I picked up a Verizon iPhone the other day and wow...I'm impressed. Cell coverage and call quality are MUCH better than AT&T, at least in my neck of the woods. Also, the death grip issue appears to be resolved! What did it for me was the unlimited data plan Verizon offers vs. the 2Gig cap with AT&T. I was tired of receiving emails such as this:

_"Our systems have detected that you are nearing your data plan limit. Your base plan has a monthly allowance of 2GB. Any data usage which exceeds your plan allowance will be billed at $10 per each additional 1GB"_

and 

_"Our systems have detected that you have reached your data plan limit"_

Between the dozen or so email accounts, web surfing, Masons of Texas admin'ing, Netflix streaming or being a mobile hotspot for the kids, I'm a carriers worst nightmare..lol.
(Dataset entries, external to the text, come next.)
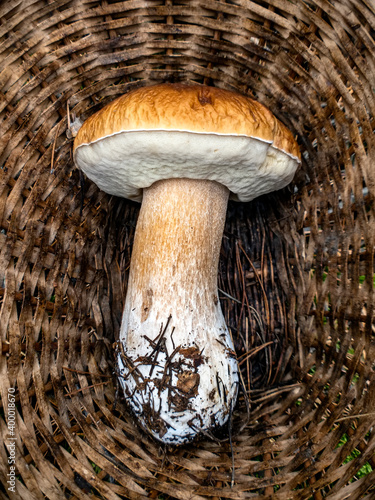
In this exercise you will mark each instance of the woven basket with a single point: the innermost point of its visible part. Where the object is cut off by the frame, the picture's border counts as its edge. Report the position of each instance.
(296, 269)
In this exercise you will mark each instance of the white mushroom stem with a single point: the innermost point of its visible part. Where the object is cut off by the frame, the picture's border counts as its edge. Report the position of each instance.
(177, 363)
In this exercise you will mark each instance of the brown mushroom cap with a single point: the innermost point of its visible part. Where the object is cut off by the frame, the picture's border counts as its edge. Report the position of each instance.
(193, 131)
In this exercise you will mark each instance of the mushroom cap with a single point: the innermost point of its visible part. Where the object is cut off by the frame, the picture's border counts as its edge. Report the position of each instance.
(186, 131)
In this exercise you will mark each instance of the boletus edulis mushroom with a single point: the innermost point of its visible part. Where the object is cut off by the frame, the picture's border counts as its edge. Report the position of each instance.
(182, 150)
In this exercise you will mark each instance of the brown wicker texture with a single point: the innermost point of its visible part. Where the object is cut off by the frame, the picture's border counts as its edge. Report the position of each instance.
(296, 269)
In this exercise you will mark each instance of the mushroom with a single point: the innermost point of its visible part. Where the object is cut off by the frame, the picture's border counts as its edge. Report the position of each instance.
(181, 149)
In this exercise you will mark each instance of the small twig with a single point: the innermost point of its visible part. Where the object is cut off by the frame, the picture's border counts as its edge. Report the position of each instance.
(355, 416)
(248, 354)
(80, 372)
(84, 388)
(54, 147)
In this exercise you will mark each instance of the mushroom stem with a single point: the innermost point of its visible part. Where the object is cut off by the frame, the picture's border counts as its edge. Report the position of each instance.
(177, 365)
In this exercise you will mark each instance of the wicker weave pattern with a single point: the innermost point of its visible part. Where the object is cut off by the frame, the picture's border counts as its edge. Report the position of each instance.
(296, 270)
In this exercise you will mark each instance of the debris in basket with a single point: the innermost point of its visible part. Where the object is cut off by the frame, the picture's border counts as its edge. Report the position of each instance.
(182, 150)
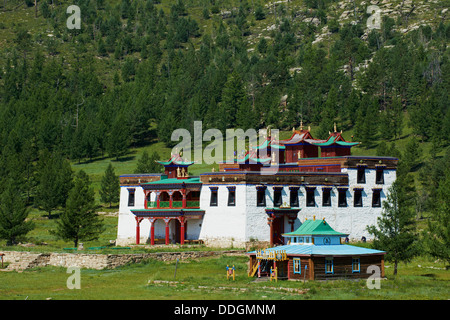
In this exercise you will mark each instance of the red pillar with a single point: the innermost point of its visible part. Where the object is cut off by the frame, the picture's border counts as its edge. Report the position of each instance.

Now for the downside....3G speed. AT&T's HSPA is faster than Verizon's EVDO network. On AT&T, my download speed usually hovered  around 3mbps vs. 1.5-2mbps on Verizon. Also, if you're on Verizon you cannot surf and talk at the same time. This may be important for some folks.

I'll probably stick with the iPhone on Verizon. Go with the provider that best suits your needs. AT&T and Verizon both offer 30 day returns so if you're in the market for an iPhone, take both for a test drive.


Latest tweak:





What's cool is my background looks 3d using 3dboard. Here's a short demo from the developer:

[video=youtube;wB6K14ZaWvM]http://www.youtube.com/watch?v=wB6K14ZaWvM[/video]​


----------



## JTM (Feb 14, 2011)

what's your battery life when using that background?  53 seconds? (video was 52 seconds)


----------



## Blake Bowden (Feb 27, 2011)

Check out my 3D background, rotating icons and tv tube off switch..hah

http://masonsoftexas.com/xtra/pi.m4v


----------



## MikeMay (Mar 1, 2011)

JTM said:


> what's your battery life when using that background?  53 seconds? (video was 52 seconds)


 
LOL, I was thinking about 31 seconds...


----------